For clarity, are the orange base C-41s negative and the clear base slides positive?
This is common and so if this is the case, a typical lab dupe was made. The direction needed changed the process.
Option A:
The original was a color negative (C-41), and the slide is a duplicate
The slide was created by copying a C-41 color negative onto reversal (E-6) slide film. This was done to make slides for projection or references from negative originals. The process required significant color correction to compensate for the orange mask and to invert the negative image. Exposure also had to be carefully controlled, since slide film has far less exposure latitude. This process was more technically demanding and often involved trial and error or specialized lab equipment. Higher end stuff.
Option B:
The original was a color slide (E-6), and the C-41 negative is a duplicate
The negative was created by copying a slide onto color negative film. This was done to make prints from slides using standard C-41/RA-4 printing workflows. It required less color correction than Option A. Exposure needed to be managed to avoid clipping highlights or shadows, but overall the process was easier and more lab-friendly - AKA easier to train people to do this
Differences:
Direction | Original → Duplicate | Difficulty | Filtering Needed | Purpose |
---|---|---|---|---|
C-41 Neg → Slide | Negative → Positive | Harder | ![]() |
Projection, presentation |
Slide → C-41 Neg | Positive → Negative | Easier | ![]() |
Printing, duplication |
Cheers
That’s great. You can use both with NLP and the slide as a reference for the negative conversion.

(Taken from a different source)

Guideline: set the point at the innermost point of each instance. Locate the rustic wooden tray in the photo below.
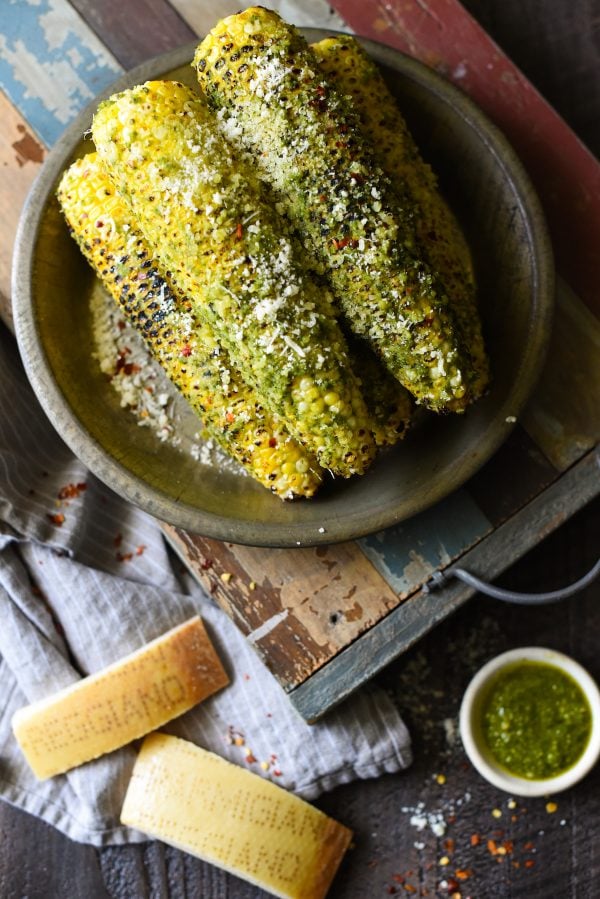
(325, 620)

Why should yo care? Having a negative and a positive of the same photo is a bonus (see above) you paid for - a long time ago.
It would be interesting to know one way or the other when you’ve established what it is that you’ve actually got, @SSelvidge has covered all the bases. Presumably the slides are mounted individually, how about the colour negatives?
Yes, I used this service in the 1980s and 1990s. I would shoot Kodak C41 and the lab would develop the film, cut and sleeve the negatives, make a set of 4 x 6 prints and a set of 35mm mounted slides. That lab is still in business, but they are no longer offer the slides from color negative film. I never knew how they did it. The date imprint on one of my archived slides was as recent as 2004. I shot a roll of Ilford XP2 black-and-white C41 film and had them make a set of 35mm slides. It was amazing to see those beautiful deep sepia “toned” slides. When I remove the film from the 2 x 2 mount, the sprocket area is transparent with no edge lettering to indicate film stock. You can see a thin black line around the image to indicate it was some sort of duping process. I have a faint memory of the lab advertising the slides from negatives as a revolutionary “Vision” film technology, although I do not think it has anything to do with current ECN-2 stocks.